Not a matter now of driving them off a time. She read that too, the way she read the land. Jin took the high ground, to push. She knew what he would do, and by that what they would do, surely as the sun came up–if flesh was strong enough.

She put forward her spear in the dim dawn, in the quickening of Scar’s pace. There was no time now to order things. She gave a fleeting thought to MaGee and wished that she had had Dain put her somewhere, but MaGee would fare as they all fared, and there was no helping it. Pattern against pattern. The calibans had made MaGee part of it: part of her; that was the way of it. Grays joined them, plowed the earth like the currents of the sea. Their powerful claws found places to probe in the mounds: they dived in earth and surfaced again, hissing and whistling, but the long‑striding browns scrambled across soft ground, four‑footed and stable, bridging the gaps with the reach of their limbs, treading the grays down with grand disdain, in silent haste.

The sun arrived, spread its rays through the ruin of a forest before them, where the trees had been cast down, undermined. They plunged over this, like a living torrent, with hissings and scramblings; but greater were the rocks down by the sea that she had climbed on Scar. Grays, not their own, vacated the Pattern and fled before the browns, through the brush, over the ridges, among trees still standing.

Scar’s collar flashed up. Taem’s brown plunged ahead. The hisses of browns broke like water hitting hot metal.

Her riders surged about her.
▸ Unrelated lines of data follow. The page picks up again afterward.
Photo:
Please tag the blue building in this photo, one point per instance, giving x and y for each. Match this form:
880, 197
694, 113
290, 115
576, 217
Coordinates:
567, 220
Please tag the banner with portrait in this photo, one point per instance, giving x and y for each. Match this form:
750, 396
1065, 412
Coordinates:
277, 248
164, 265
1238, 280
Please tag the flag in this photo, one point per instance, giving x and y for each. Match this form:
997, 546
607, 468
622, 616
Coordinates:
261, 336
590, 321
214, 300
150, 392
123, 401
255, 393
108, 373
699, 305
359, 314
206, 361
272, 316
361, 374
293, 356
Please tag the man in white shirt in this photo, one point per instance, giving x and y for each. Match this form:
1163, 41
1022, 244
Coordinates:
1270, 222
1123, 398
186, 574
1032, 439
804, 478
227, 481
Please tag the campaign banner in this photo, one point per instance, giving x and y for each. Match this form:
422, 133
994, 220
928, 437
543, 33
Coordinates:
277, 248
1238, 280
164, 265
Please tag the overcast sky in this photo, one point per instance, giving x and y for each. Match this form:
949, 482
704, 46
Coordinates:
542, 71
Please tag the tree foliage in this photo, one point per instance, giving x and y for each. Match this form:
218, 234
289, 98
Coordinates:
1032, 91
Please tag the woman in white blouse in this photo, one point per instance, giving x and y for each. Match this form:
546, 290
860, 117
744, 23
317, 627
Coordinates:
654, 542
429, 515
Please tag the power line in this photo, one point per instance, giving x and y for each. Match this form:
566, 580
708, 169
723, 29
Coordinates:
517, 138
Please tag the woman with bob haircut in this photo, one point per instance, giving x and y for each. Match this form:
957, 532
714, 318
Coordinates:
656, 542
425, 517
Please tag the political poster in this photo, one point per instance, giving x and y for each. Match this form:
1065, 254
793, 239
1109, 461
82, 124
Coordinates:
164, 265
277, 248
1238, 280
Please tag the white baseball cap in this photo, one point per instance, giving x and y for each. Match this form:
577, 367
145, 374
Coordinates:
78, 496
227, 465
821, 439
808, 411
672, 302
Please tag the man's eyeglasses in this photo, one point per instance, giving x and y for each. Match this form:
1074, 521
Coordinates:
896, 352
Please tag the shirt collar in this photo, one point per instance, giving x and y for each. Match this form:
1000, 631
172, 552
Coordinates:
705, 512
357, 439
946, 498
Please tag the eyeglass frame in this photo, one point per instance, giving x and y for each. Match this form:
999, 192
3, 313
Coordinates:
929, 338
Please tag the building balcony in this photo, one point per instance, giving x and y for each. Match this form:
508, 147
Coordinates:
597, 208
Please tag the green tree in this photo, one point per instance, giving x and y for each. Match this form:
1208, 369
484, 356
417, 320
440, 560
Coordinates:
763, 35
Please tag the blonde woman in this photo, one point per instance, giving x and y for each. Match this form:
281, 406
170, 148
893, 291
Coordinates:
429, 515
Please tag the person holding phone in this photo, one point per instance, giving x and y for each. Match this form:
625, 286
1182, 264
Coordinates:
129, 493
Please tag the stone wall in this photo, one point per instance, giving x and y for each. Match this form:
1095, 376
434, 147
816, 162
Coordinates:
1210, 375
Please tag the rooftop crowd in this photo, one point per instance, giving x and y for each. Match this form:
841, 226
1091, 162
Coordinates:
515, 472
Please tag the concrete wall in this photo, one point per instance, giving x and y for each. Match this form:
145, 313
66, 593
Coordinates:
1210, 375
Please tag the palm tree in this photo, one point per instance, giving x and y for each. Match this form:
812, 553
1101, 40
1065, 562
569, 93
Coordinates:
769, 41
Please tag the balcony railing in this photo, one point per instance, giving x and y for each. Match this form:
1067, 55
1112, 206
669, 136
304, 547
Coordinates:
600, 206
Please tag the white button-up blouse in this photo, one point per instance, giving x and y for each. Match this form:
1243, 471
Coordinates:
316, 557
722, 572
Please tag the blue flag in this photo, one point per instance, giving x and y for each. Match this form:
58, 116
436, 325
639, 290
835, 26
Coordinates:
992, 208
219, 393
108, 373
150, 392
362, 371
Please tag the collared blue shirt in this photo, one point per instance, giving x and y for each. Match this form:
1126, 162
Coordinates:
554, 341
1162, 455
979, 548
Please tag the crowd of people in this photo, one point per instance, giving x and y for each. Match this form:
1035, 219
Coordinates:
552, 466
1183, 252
Whistles split the air; younger calibans took their riders to the fore as they climbed the mounds, refusing the patterns they met now.

Elai clamped her knees taut as they met soft ground where grays were at work and Scar lurched down and up again, past the roots of overthrown trees, past brush that raked harmlessly on her leather‑clad legs.

“Hai!” She caught the fever and shouted with her young men’s cries, with the high‑pitched yelps of the young women as they came down the banks among grays that froze under the browns’ scrabbling claws, confused and immobile. She couched her spear, held her seat, for now other shapes hove up, rider‑bearing calibans, shapes bristling with raised collars, with spears in human hands. Darts flew, struck her leathered arm.

She shouted, not knowing what she yelled, but all at once the fear was gone, every dread was gone. “ Ellai!” she was yelling at the last, which was her mother’s name; and “ Cloud!”

More darts; she shook them off; they struck Scar in vain, useless on his hide. Lesser browns fled Scar’s approach, bearing their riders out of his path. Scar trod others down, mounted over them, clawing their riders heedlessly underfoot, with riders yelling and calibans lurching this way and that through the ruin of trees.

Scar lurched, taxed her weak leg. She held as the earth opened, and grays came up, some calibans losing their riders as they slid into the undermining, and over all the hisses and the screams.

But she knew where she was going. Paeia was beside her, was delayed by one of the Styxsiders so that she lost that guard; but then came a clearing of bodies, a withdrawing except for the rider coming toward her, a caliban larger than the rest.

Jin.

Scar lurched aside, almost unseated her. One of her riders rushed by in the whirl of day and trees and plunging bodies. Her spearshaft cracked hard against another, and Scar bore her out of the path of that attack as another of her riders took it. Taem was out there, Taem’s brown trying Jin’s, circling.